Analysis of further stromal alterations revealed that both, PDGFR-β+ and FAP+ cells, were significantly enhanced in tumors of the combination therapy group as compared to the control tumors (P < .001 for both), showing an increase in intratumoral fibroblasts. No significant changes in fibroblast accumulation were observed after anti-PD-L1 monotherapy. Sole CTLA-4 blockade increased the amount of PDGFR-β+ (P < .01) but slightly decreased FAP+ cells (Figure 4D, representative immunostainings of PDGFR-β+ cells are shown in E). In addition, in line with the stronger accumulation of fibroblasts, combined immune checkpoint inhibition led to a slight increase in collagen IV and a significant enhancement of collagen I deposition as compared to control tumors (P < .05, Figure 4F, immunostainings for Col I are shown in G).
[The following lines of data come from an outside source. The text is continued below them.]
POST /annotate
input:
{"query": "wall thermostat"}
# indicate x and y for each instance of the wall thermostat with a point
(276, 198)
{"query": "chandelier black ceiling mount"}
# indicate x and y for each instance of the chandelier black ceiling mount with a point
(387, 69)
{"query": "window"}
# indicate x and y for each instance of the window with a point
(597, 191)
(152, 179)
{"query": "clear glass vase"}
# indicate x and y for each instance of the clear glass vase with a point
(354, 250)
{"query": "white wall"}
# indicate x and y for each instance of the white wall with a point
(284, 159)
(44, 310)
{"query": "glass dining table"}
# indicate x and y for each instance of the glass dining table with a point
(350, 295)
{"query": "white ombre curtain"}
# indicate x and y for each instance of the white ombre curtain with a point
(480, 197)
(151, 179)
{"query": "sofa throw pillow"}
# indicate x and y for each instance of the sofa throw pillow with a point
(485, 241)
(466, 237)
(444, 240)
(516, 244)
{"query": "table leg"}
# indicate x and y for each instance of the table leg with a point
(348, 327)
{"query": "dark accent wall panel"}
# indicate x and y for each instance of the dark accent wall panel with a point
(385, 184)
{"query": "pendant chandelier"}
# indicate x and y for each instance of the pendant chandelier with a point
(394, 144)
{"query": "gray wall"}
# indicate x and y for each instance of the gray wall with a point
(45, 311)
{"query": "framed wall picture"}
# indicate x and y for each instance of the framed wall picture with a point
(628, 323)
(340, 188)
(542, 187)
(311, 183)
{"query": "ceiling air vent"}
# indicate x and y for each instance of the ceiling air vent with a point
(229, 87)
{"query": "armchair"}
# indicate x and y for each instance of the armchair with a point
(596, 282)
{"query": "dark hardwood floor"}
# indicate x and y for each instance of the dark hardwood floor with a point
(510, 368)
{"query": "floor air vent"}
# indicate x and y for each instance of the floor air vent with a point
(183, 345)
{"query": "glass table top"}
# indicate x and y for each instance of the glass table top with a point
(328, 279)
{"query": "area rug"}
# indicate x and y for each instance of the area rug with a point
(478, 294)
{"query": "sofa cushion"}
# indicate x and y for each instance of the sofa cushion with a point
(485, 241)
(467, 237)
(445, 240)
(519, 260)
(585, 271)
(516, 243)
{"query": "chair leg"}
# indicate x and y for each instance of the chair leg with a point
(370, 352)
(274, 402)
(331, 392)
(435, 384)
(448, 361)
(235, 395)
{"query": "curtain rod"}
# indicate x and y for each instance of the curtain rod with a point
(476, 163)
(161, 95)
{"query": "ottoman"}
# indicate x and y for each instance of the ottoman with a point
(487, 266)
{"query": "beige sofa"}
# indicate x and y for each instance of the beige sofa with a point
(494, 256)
Combination Therapy Leads to Alterations in Inflammation Associated Cytokines, Angiogenesis and Stroma-Related Factors
In view of the cellular changes that were observed in the tumor microenvironment in response to the therapies, we further analyzed the tumors for the expression of cytokines, enzymes and growth factors that are associated with inflammation or involved in angiogenesis and stromal activation.
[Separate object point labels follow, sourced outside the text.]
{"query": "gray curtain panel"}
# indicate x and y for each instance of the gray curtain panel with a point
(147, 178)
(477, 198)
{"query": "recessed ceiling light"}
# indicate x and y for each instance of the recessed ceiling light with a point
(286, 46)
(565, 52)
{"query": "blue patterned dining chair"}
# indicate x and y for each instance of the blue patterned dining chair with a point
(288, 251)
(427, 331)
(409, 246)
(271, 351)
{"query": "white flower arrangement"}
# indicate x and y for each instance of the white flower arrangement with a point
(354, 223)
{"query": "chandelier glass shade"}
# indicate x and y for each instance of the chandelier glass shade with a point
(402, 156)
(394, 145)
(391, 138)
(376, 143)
First, we assessed the expression of pro-inflammatory cytokines, such as IL-1α, IFN-γ, IL-2 and IL-12, which are associated with activation of CD8+ cytotoxic T cells, Th1 response of T-cells, M1 polarization of macrophages and an anti-tumorigenic immune response. IL-1α and IFN-γ mRNA were markedly up-regulated in tumors of the CTLA-4 monotherapy and the combination therapy group, whereas there was no increase in the PD-L1 monotherapy group (Supplementary Figure S3). This was confirmed at the protein level, however, the increase was stronger in tumors of the anti-CTLA-4 monotherapy group (IL-1α: P < .001, IFN-γ: P < .05; Figure 5A). Expression of IL-2 mRNA and protein was significantly enhanced in tumors upon anti-CTLA-4 monotherapy (P < .001) and slightly increased after combination therapy (Figure 5A and Supplementary Figure S3). IL-12 mRNA was up-regulated by all therapies (Supplementary Figure S3). At the protein level, IL-12 levels were highest in tumors of the anti-CTLA-4 monotherapy group (Figure 5A, P < .001). A minor increase was also detected in tumors of the combination therapy group (Figure 5A). These analyses point to a shift towards pro-inflammatory Th1 and M1 like phenotypes associated with an anti-tumorigenic immune response after anti-CTLA-4 and combination therapy.
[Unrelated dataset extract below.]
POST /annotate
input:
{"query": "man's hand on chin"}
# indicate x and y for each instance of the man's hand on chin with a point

In addition, we analyzed the expression of cytokines and enzymes related with Th2 response of T-cells and M2 polarization of macrophages like IL-4, thymus and activation regulated chemokine (TARC), cyclooxygenase-2 (COX-2) and arginase-1 (ARG1), being indicative for a tumor-promoting phenotype of the immune microenvironment. We detected lower expression of IL-4, TARC and COX-2 protein in tumors of the PD-L1 monotherapy group than in the control tumors. Lowest levels were recorded for the combination therapy group (Figure 5B, COX-2: P < .001, IL-4: P < .05). In tumors of the CTLA-4 monotherapy group, IL-4 protein expression was only slightly decreased, COX-2 protein levels were almost similar as in the control tumors, whereas TARC levels were even enhanced (Figure 5B). At the mRNA level, IL-4, TARC, COX-2 and ARG1 expression was also lowest in tumors of the combination therapy group. On the other hand, these tumors showed highest iNOS mRNA expression, a marker of M1 polarized macrophages (P < .05, Supplementary Figure S3). These results showing a reduction in M2 and Th2 related factors are in line with the immunohistochemical data on intratumoral macrophage populations and further indicate a shift towards M1 polarization of macrophages associated with a Th1 response after dual CTLA-4 and PD-L1 blockade.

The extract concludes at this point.